Kominfo Sebut Data Center Nasional Ditarget Selesai Tahun Ini
Dirjen Aptika Kominfo Samuel Abrijani Pangerapan menghadiri konferensi pers terkait pengawasan konten internet di media sosial pada masa tenang kampanye usai rapat dengan beberapa perwakilan platform media sosial di Kominfo, Jakarta, Senin 25 Maret 2019. (Foto: BeritaSatu Photo / Emral Firdiansyah)
/ YUD Minggu, 24 Mei 2020 | 20:51 WIB

Jakarta, Beritasatu.com - Pusat Data Nasional atau yang disebut Data Center Nasional diharapkan dapat terselesaikan pada tahun ini.

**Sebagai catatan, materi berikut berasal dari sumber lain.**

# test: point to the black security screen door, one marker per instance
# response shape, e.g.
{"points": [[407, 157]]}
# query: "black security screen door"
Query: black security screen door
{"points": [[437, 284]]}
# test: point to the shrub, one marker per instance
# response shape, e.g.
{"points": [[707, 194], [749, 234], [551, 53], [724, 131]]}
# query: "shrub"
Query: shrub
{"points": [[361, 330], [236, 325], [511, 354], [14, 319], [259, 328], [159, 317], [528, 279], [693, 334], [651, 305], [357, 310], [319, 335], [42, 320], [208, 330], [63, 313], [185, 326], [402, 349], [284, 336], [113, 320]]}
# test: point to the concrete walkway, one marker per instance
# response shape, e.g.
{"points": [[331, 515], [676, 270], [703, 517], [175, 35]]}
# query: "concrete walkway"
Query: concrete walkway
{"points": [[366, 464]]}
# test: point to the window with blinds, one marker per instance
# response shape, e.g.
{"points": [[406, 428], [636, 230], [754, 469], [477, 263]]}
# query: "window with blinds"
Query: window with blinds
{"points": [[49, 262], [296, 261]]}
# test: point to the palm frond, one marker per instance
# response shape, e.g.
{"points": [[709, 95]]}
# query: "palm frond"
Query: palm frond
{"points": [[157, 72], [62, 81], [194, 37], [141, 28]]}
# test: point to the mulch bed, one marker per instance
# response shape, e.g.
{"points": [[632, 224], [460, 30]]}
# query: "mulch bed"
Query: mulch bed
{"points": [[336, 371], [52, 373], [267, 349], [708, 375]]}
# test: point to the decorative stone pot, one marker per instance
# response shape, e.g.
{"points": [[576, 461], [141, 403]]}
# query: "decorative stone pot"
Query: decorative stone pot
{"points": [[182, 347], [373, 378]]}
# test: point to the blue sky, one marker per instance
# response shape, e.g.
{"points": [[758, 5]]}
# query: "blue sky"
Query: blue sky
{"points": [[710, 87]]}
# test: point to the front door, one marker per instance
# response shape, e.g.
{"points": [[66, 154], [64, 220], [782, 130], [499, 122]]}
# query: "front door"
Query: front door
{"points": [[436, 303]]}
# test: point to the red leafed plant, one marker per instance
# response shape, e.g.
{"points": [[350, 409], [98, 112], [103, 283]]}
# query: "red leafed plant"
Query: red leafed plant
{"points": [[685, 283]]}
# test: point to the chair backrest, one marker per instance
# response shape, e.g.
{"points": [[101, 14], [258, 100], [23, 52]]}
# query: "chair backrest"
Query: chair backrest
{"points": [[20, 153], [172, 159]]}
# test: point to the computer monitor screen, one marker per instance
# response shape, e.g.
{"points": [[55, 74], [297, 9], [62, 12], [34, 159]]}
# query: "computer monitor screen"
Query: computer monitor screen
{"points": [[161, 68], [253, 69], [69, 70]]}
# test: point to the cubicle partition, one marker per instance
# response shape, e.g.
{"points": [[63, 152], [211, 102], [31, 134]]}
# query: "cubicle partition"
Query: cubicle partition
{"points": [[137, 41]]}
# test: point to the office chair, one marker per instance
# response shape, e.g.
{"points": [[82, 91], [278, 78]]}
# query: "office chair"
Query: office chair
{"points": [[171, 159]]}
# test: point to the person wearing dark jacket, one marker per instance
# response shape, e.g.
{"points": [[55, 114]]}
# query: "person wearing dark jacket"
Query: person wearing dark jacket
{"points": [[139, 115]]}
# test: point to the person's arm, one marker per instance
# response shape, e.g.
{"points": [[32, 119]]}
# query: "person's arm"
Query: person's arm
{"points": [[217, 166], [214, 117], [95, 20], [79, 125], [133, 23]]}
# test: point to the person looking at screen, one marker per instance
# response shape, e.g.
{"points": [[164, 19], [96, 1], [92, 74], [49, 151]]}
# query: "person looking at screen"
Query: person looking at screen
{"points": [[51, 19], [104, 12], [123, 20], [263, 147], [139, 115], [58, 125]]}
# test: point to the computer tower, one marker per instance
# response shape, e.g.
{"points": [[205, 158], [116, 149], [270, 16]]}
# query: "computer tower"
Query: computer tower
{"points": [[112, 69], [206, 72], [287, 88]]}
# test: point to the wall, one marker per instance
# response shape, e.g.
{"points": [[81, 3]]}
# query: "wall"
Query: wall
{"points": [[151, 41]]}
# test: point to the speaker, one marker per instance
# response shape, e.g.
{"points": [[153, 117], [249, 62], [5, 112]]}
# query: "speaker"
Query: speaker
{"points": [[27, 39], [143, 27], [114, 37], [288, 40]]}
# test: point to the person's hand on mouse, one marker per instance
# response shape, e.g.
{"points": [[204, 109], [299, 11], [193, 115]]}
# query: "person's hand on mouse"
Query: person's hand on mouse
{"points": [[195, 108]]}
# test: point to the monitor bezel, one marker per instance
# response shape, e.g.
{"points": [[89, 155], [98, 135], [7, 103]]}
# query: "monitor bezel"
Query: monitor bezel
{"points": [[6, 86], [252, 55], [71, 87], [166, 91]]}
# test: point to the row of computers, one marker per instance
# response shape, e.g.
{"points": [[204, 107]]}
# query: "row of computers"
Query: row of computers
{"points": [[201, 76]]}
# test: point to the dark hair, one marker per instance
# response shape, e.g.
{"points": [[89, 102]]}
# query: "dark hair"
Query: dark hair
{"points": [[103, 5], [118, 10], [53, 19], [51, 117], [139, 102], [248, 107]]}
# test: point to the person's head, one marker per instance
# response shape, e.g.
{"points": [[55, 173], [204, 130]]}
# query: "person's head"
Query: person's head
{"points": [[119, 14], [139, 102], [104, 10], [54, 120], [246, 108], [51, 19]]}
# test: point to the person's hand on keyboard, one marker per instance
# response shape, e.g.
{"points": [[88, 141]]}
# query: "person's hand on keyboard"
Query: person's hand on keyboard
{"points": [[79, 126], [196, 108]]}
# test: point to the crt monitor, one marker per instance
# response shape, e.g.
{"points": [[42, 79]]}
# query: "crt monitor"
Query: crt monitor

Hal tersebut diungkapkan oleh Direktur Jenderal Aplikasi Informatika Kementerian Komunikasi dan Informatika Semuel Abrijani Pangerapan, Minggu (24/5/2020).

"Kita sedang mempersiapkan juga yang namanya Data Center Nasional, bapak sudah kirim suratnya ke bu menteri dan pak menteri Bapenas untuk percepatan, mudah-mudahan tahun ini bisa kita selesaikan, dan sudah mulai pembangunannya," ujar Semuel dalam streaming "Lebaran Virtual bersama Kominfo," Minggu.

Baca juga: Menkominfo Targetkan Regulasi Data Center Selesai dalam Sepekan

Sebelumnya, menanggapi dugaan kebocoran KPU, Jumat (22/5/2020), data Menteri Komunikasi dan Informatika Johnny G Plate menjelaskan bahwa Pusat Data Nasional Pemerintah tersebut akan mengintegrasikan data-data pemerintah dengan sistem keamanan yang berlapis yang memadai sesuai standar keamanan yang berlaku.

Johnny berharap pusat data tersebut akan mencegah terjadinya perpindahan data dari satu lembaga kepada lembaga lainnya dan akan memperkuat ketahanan data dan informasi nasional.

Baca juga: Pimpin Ratas, Jokowi Tekankan Pentingnya Pembangunan Data Center

Sementara itu, Ditjen Penyelenggaraan Pos dan Informatika Kementerian Komunikasi dan Informatika, berkomitmen mengamankan data pada aplikasi pelacakan kontak Covid-19 PeduliLindungi dengan bekerja sama dengan Badan Siber dan Sandi Negara (BSSN).

Baca juga: DCI Indonesia Bangun Data Center Terbesar

"Kami koordinasi dengan BSSN, BSSN sudah menerapkan satu data seperti arahan Presiden jadi apapun fitur baru yang ada di aplikasi harus di-assesment dari BSSN sehingga yakin aman dan tidak membocorkan data pribadi," ujar Dirjen Semuel, Direktur Jenderal Penyelenggaraan Pos dan Informatika (PPI) Kementerian Komunkasi dan Informatika, Ahmad M. Ramli.

Perlindungan Data Pribadi menjadi isu hangat belakangan ini setelah peretas mengklaim memiliki 2,3 juta data warga Indonesia. Sebelumnya, pada awal bulan ini e-commerce Tokopedia juga dikabarkan mengalami kebocoran data pengguna. Pada pertengahan bulan ini, giliran data pengguna e-commerce b to b Bhinneka yang dilaporkan bocor.